Criticality, Explainability and Complexity Mapping

All of these factors together combine to form better systems for Interpretable AI.

Explain some examples of tools and technologies that can help implement interpretable machine learning or XAI.

  • SHAP: It is a popular implementation that uses Shapely Additive explanations (SHAP) to explain the output of any model globally. It is a model agnostic framework.
  • LIMELocally Interpretable Model-agnostic Explanations is another popular model-agnostic framework that uses local interpretation to showcase the micro-decisions that the model makes before it comes up with the final output
  • Shapash: This implementation takes the visualizations from SHAP and LIME explanations and forms it as an easy-to-use web application. It is essentially a forked version of SHAP and LIME to make it easier to showcase it to business users
  • Explainer Dashboard: Think of the best of SHAP and LIME. Now, add many more machine learning interpretability / XAI elements and make a great web-based dashboard out of it for your use case. This is what the Explainer dashboard is
  • DALEX: Dalex provides wrappers around ML frameworks. DALEX (model Agnostic Language for Exploration and explanation. All of DALEX’s plots are interactive as well
  • EBM: Explainable Boosting Machines was created by Interpret ML that leverages glass-box modules
  • ELI5: This is an explain ability package by MIT that provides local as well as global explanations

Advance Artificial Intelligence Interview Question

All of the conversations about XAI seem to be problems of the future. If you were to design an AI / ML model for a business now and production Alize a model, what are some of the considerations you would have as a leader of the project?

One of the common problems faced in the real world is that clients view the Data Science workflow as yielding results.
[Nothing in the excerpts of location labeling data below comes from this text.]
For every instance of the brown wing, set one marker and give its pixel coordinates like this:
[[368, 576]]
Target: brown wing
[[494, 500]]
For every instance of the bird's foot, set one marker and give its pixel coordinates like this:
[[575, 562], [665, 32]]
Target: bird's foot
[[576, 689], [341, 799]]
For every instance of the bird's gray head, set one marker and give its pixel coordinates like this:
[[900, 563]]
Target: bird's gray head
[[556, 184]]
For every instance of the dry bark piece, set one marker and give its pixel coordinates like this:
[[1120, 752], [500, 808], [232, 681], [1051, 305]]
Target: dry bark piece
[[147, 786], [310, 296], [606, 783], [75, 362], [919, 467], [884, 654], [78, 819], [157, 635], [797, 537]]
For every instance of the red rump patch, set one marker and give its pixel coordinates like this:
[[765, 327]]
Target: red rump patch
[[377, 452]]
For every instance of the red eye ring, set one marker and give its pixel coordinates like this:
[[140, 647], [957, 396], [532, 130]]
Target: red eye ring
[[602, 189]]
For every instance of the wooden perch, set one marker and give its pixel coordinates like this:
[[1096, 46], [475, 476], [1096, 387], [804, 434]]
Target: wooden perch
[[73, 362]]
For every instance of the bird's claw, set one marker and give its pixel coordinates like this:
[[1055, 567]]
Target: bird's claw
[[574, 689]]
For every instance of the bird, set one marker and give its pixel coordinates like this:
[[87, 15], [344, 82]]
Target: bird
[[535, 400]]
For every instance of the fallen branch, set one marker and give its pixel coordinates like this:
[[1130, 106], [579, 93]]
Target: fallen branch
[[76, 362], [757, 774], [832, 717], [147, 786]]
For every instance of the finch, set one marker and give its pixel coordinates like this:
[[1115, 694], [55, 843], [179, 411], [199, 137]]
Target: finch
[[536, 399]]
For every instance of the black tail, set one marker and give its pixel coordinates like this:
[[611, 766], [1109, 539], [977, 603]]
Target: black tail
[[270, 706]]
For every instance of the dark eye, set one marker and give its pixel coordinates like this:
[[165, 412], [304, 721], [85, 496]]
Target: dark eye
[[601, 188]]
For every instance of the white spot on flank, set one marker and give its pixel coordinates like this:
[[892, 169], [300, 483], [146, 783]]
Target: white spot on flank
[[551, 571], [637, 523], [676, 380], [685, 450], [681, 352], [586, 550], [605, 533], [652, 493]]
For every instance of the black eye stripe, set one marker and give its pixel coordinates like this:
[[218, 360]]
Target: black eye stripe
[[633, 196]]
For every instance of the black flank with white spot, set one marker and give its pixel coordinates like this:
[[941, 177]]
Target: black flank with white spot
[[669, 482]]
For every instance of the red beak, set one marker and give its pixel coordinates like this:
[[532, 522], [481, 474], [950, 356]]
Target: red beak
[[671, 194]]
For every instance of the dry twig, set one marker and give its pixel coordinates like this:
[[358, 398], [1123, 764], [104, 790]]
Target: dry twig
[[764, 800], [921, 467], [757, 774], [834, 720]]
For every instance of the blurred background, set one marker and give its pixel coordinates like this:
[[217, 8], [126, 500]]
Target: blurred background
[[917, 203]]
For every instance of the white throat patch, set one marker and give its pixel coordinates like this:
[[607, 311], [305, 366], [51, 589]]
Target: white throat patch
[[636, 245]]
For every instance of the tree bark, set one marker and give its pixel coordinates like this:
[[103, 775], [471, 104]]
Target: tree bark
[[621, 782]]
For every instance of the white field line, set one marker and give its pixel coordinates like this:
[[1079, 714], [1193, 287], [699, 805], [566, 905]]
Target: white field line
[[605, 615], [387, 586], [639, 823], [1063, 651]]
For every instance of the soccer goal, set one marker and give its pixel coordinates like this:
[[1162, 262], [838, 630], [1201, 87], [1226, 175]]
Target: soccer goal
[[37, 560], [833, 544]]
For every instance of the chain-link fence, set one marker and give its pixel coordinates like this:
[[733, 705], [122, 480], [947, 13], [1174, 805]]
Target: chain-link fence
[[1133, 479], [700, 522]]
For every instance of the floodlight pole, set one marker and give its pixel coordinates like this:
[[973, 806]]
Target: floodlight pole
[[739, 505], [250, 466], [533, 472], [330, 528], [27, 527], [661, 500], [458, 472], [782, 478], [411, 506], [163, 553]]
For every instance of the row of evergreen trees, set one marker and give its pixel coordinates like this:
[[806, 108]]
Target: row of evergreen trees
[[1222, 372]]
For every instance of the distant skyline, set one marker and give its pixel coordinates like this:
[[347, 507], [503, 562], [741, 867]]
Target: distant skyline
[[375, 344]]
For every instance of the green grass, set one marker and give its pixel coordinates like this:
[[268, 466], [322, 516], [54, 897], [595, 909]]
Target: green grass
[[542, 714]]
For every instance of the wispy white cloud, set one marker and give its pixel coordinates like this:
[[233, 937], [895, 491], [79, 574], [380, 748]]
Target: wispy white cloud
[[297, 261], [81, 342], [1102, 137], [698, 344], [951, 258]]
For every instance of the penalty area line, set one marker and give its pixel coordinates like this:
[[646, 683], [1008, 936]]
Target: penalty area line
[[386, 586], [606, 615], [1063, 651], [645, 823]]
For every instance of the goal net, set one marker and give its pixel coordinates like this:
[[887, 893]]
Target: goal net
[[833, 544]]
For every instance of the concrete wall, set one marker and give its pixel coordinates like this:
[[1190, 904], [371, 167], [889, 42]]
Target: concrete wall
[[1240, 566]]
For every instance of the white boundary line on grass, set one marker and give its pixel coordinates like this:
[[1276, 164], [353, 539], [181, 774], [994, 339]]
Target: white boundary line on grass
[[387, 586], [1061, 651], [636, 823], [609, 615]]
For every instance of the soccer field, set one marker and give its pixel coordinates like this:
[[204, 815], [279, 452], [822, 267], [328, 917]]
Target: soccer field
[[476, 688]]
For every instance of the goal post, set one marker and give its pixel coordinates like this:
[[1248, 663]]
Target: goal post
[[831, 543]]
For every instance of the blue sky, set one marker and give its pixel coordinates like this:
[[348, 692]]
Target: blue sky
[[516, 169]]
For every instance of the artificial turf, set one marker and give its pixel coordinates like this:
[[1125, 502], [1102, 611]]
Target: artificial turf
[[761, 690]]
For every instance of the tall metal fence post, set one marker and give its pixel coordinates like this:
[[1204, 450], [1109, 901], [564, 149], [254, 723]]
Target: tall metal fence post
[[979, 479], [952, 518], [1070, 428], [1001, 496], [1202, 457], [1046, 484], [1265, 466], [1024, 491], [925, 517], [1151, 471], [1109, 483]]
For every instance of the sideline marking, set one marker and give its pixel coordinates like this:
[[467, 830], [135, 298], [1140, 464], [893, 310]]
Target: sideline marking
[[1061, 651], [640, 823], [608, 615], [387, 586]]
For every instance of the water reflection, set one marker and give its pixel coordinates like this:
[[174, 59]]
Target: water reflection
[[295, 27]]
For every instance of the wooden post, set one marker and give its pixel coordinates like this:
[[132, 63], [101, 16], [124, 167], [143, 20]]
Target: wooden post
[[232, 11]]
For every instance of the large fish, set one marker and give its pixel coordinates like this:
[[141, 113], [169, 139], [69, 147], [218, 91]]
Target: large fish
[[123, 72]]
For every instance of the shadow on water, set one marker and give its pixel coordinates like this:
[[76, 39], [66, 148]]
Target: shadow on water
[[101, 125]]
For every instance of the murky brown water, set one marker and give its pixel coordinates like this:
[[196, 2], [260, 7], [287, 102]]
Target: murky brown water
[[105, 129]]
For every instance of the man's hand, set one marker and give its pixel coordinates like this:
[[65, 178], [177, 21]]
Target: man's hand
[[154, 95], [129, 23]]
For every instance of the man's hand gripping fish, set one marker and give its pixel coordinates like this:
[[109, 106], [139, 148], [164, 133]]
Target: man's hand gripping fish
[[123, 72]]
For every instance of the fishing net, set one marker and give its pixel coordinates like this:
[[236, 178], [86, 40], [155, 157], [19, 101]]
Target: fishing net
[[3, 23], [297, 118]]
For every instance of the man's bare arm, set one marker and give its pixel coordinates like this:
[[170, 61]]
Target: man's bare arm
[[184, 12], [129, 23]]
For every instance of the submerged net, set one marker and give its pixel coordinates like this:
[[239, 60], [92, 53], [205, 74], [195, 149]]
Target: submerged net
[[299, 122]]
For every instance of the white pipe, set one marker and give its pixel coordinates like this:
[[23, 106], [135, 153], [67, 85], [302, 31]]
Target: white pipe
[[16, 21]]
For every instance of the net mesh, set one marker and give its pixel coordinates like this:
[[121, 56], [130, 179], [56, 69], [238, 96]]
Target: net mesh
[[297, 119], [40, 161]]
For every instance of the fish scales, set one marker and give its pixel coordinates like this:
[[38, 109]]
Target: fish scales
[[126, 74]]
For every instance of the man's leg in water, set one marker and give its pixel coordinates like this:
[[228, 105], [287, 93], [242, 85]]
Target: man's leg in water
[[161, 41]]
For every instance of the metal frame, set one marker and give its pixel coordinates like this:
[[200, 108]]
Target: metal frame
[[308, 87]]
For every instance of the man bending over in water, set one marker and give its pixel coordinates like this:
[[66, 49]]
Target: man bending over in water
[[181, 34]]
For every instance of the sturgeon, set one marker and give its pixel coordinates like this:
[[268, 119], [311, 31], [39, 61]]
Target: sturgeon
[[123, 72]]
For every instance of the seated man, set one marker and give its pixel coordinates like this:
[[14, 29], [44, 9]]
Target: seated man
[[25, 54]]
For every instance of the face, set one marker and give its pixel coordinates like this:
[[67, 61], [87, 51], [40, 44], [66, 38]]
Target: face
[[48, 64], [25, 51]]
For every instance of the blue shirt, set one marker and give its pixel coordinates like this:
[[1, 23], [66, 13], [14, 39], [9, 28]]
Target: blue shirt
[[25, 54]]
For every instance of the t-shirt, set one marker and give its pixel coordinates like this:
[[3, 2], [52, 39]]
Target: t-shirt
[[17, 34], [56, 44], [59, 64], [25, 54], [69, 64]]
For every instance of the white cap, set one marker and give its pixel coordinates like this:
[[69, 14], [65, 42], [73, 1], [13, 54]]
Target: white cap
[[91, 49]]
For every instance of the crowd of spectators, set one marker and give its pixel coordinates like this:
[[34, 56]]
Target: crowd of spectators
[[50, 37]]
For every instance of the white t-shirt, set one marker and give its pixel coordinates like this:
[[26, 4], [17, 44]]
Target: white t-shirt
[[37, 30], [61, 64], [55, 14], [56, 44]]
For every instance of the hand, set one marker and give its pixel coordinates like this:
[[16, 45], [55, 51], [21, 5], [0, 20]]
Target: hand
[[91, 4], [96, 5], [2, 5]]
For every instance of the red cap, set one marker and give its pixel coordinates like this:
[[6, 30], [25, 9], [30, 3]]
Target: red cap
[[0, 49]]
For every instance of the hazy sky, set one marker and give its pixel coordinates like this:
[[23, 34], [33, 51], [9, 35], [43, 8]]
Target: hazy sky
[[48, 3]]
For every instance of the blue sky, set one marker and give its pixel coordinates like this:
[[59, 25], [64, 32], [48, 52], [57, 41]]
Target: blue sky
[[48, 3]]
Business teams try to show linear progress Sprint on Sprint to showcase that incremental work, however minimal, is being performed.

If Data Science were a linear activity, it would be called Data Engineering. Data Science Teams work in an extremely non-linear & complicated fashion but fail to educate the business about how Science is actually happening within the team. Rather than educating the business that Data Science is a set of experimental, non-linear attempts at obtaining something useful from the data, teams force-fit the results into the perception that the Data Science Team is moving towards the final goal.

As time passes and experiments are failing, the expectations of the business are on the rise. When they see the final result, there is a general disappointment as expectation generally does not match reality. In fact, I am so right about this that it surprises me.

87% of Machine Learning models do not go into production. –Venture Beat

 So, what are some of the ways that we can production Alize interpretable models for the business?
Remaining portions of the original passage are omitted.